Looking back, I feel like many of the big box stores specifically market to women just like me.  Confused, exhausted, and focused on our jobs - we know we don't have a good relationship with our clothes so we look outside of ourselves for help.  And these stores stand ready with late evening hours, relaxing atmospheres and plenty of low-priced alternatives arranged neatly on coordinating racks. 

Most of the women around me were reflecting this slippery slope too.  It became a contest - not in how confident we felt in ourselves and our clothing choices - but rather in who had the newest stuff and how they mixed it.   

In the Dallas meetings, I saw several leather laptop bags sitting neatly beside womens chairs in the conference rooms.  The next week I scoured each store looking until I found a similar one.  Another woman was wearing the new blouse I just bought at Cato but I had neglected to pack in my suitcase.  I made a mental note to include that in my suitcase next time.  Black capris with strappy sandals were everywhere in the plush conference rooms.  I carried two pair (short length and longer length) in my suitcase all summer with me.  I received many compliments.  I bought a brown pair....... and added brown sandals..... then realized I would need to search for some new coordinating polyester print blouses. 

I remember no one standing out as being dressed uniquely, but rather, I remember everyone mentally lining ourselves up into the obvious pecking order.  It becomes easy to judge those who do and those who don't have the latest laptop/shoes/phone/capris/bags when we are all buying the same mass produced stuff from the same handful of big box retailers.  And how I fell into feeling I needed to compete in this environment still puzzles me.
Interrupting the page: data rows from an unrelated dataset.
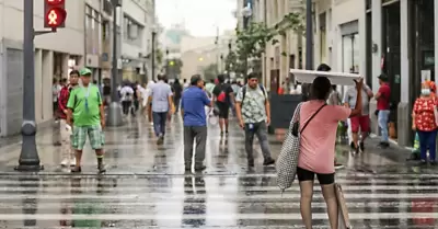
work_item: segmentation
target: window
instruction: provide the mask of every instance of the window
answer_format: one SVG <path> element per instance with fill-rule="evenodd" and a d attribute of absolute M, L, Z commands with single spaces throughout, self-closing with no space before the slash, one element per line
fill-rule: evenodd
<path fill-rule="evenodd" d="M 143 26 L 128 16 L 124 16 L 123 37 L 126 43 L 141 47 L 143 30 Z"/>
<path fill-rule="evenodd" d="M 359 72 L 359 34 L 343 36 L 343 71 Z"/>

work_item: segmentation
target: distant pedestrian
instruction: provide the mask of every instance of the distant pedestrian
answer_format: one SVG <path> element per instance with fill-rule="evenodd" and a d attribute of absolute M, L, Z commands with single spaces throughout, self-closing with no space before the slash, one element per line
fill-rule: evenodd
<path fill-rule="evenodd" d="M 183 93 L 183 87 L 180 83 L 178 79 L 175 79 L 173 82 L 173 103 L 175 104 L 175 112 L 180 111 L 180 101 Z"/>
<path fill-rule="evenodd" d="M 215 105 L 219 108 L 219 127 L 220 135 L 228 135 L 230 106 L 234 103 L 234 91 L 229 83 L 226 83 L 226 76 L 218 76 L 218 84 L 212 90 Z"/>
<path fill-rule="evenodd" d="M 150 94 L 152 98 L 153 129 L 158 137 L 157 145 L 162 145 L 164 142 L 165 121 L 168 119 L 168 114 L 175 113 L 172 89 L 164 82 L 165 79 L 166 77 L 164 75 L 159 75 L 159 81 L 151 87 Z"/>
<path fill-rule="evenodd" d="M 129 83 L 125 83 L 120 89 L 122 111 L 124 115 L 128 115 L 132 106 L 135 91 Z"/>
<path fill-rule="evenodd" d="M 70 98 L 70 92 L 78 88 L 79 81 L 79 71 L 72 70 L 70 72 L 70 83 L 64 84 L 61 91 L 59 92 L 59 100 L 58 100 L 58 107 L 59 107 L 59 118 L 60 118 L 60 136 L 61 136 L 61 165 L 62 167 L 74 167 L 76 165 L 76 157 L 74 152 L 71 148 L 71 135 L 72 135 L 72 127 L 68 125 L 68 107 L 67 103 Z"/>
<path fill-rule="evenodd" d="M 205 170 L 204 159 L 207 142 L 207 116 L 205 106 L 212 106 L 204 90 L 199 75 L 191 79 L 191 87 L 184 92 L 181 101 L 181 113 L 184 119 L 184 163 L 185 170 L 192 170 L 193 142 L 195 149 L 195 171 Z"/>
<path fill-rule="evenodd" d="M 274 164 L 270 157 L 267 139 L 267 126 L 270 124 L 270 105 L 266 90 L 258 84 L 258 78 L 254 73 L 247 77 L 247 84 L 243 85 L 235 99 L 235 111 L 240 126 L 245 130 L 245 151 L 247 165 L 254 167 L 253 142 L 254 136 L 258 138 L 264 158 L 263 165 Z"/>
<path fill-rule="evenodd" d="M 345 93 L 344 104 L 346 107 L 354 108 L 356 106 L 356 98 L 357 98 L 357 89 L 356 87 L 350 87 Z M 365 140 L 368 137 L 368 133 L 370 129 L 370 117 L 369 117 L 369 101 L 373 96 L 371 89 L 364 84 L 362 91 L 362 113 L 360 115 L 350 117 L 350 128 L 351 128 L 351 137 L 353 141 L 350 142 L 350 147 L 355 149 L 356 152 L 364 151 L 365 149 Z M 359 130 L 360 130 L 360 142 L 359 142 Z"/>
<path fill-rule="evenodd" d="M 105 113 L 99 88 L 91 81 L 91 70 L 83 68 L 80 70 L 82 85 L 72 90 L 67 103 L 69 108 L 67 121 L 73 127 L 71 145 L 76 149 L 76 167 L 71 172 L 81 172 L 81 159 L 87 136 L 91 148 L 97 158 L 99 172 L 105 172 L 103 164 L 103 146 L 105 142 Z"/>
<path fill-rule="evenodd" d="M 376 93 L 374 98 L 377 100 L 377 116 L 378 123 L 381 130 L 381 140 L 379 144 L 380 148 L 388 148 L 389 144 L 389 133 L 388 133 L 388 119 L 390 116 L 390 105 L 391 105 L 391 88 L 388 83 L 388 77 L 385 75 L 380 75 L 379 77 L 380 88 Z"/>
<path fill-rule="evenodd" d="M 427 150 L 429 151 L 430 164 L 435 165 L 437 145 L 437 99 L 433 95 L 431 88 L 435 83 L 425 81 L 422 83 L 422 95 L 415 100 L 412 111 L 412 129 L 418 134 L 420 163 L 427 163 Z"/>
When my grant was complete, I was quickly to become unemployed, I worried myself into panic attacks.  But a couple of months went by and I realized how grateful I was to have closed out the project and not received the wished for funding. 

With time, I began tackling my closet.  The first things to go were the black capris in two lengths and all of the coordinating jackets, skirts, pants, shoes, bags.......   Luckily, there is still a demographic that feels the need for this stuff so I was able to sell it on ebay.  At least I was able to get a few dollars back!  And sometimes when I am out and about, I see "her", another women just like I was, struggling with her choices all the while completely attired in the full gear of the stores that are catering to her struggle.   The black polyester pants with just the right black shoes, accented by just a touch of  leopard print in her bag or blouse.   And I know how hard she's trying and I know how much effort she put into it.  I also now know that it was misguided effort.  And I feel happy in my mix and match, funky, vintage look that is uniquely me!

1 comment:

Anonymous said...

I sometimes wonder if these "things" serve as a sort of code in the corporate world and it would be easy to get caught up in it. Academia is a bit more lenient I think...but the anxiety about a job ended is ever-present these days.